CLlTEMNESTRA.- Todo menos decepción. ¿Cómo puede ser decepción si me traes pruebas evidentes de que ha muerto aquel que, nacido de mis entrañas y arrancado de mis pechos y de mis cuidados, se hizo desterrado y extranjero y no me ha vuelto a ver desde que salió de esta tierra, pero que, echándome en cara el asesinato del padre, me venía imprecando con terribles amenazas, hasta el punto de que ni de noche ni de día el sueño me adormía placentero, sino que siempre vivía como destinada a la muerte en el momento inmediato?

Pero ahora, hoy que tú me has desembarazado de los espantos de aquel, y de los de esta también, que esta me era la mayor pesadilla, siempre en casa y siempre bebiéndose mi sangre, y con ella mi vida, ahora voy a disfrutar en paz, a despecho de las amenazas de esta.

ELECTRA.- ¡Ay, infeliz de mi! Ahora sí que es para llorar tu desventura, Orestes; pues estando como estás aún eres ultrajado por esta madre ... ¡Esto está muy bien!

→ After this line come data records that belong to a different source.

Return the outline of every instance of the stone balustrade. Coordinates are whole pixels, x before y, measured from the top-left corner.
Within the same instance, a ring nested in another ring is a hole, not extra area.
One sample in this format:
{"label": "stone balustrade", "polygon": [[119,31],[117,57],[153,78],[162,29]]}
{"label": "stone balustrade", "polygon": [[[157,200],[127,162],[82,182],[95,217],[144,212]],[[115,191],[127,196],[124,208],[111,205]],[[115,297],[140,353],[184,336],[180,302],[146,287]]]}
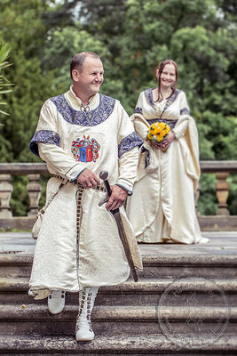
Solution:
{"label": "stone balustrade", "polygon": [[[218,209],[216,215],[201,216],[197,201],[201,187],[196,193],[196,212],[202,231],[237,231],[237,216],[230,215],[227,206],[229,183],[226,179],[231,173],[237,173],[237,161],[201,161],[201,173],[215,174],[217,177],[216,193]],[[27,175],[27,190],[29,198],[28,216],[12,216],[11,196],[13,190],[11,184],[12,175]],[[42,186],[39,180],[42,174],[49,174],[44,163],[10,163],[0,164],[0,228],[29,230],[32,228],[39,209]]]}

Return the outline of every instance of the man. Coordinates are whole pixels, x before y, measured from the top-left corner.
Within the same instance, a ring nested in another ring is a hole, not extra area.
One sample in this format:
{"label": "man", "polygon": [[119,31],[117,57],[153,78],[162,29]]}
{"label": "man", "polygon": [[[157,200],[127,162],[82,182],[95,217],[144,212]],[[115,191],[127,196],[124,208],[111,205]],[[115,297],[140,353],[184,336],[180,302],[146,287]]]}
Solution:
{"label": "man", "polygon": [[[98,288],[125,281],[130,274],[110,210],[131,194],[140,137],[120,102],[100,94],[103,64],[93,53],[74,56],[73,85],[43,104],[31,150],[54,176],[47,198],[30,278],[36,298],[48,296],[51,313],[65,305],[65,292],[79,293],[76,340],[92,340],[91,312]],[[106,198],[99,172],[109,173],[112,194]],[[139,252],[123,207],[134,264]],[[130,232],[129,232],[130,231]]]}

CLlTEMNESTRA.- Para ti, no; pero él, si, está muy bien como está.

ELECTRA.- ¡Oyelo: venganza del que acaba de morir!

CLlTEMNESTRA.- Ya ha oído a quien tenía que oír, y todo lo ha dispuesto muy bien.

ELECTRA.- Ensáñate; ahora la suerte está a tu favor.

CLlTEMNESTRA.- Conque ya ni tú ni Orestes vais a atajarme de hoy más.

ELECTRA.- Nosotros somos los atajados; mal te podríamos atajar a ti.

CLITEMNESTRA.- Pues si has logrado, anciano, atajar esa lengua desenfrenada, no hay premios dignos de tu gran servicio.

PEDAGOGO.- De modo que puedo retirarme ya, toda vez que esto queda arreglado.

CLITEMNESTRA.- De ninguna manera. No diría eso bien ni con mi dignidad ni con la del amigo que te envió. Pasa más bien a palacio, y a esta déjala ahí que llore fuera sus males y los de los suyos.


(Vanse a palacio CLITEMNESTRA y el PEDAGOGO).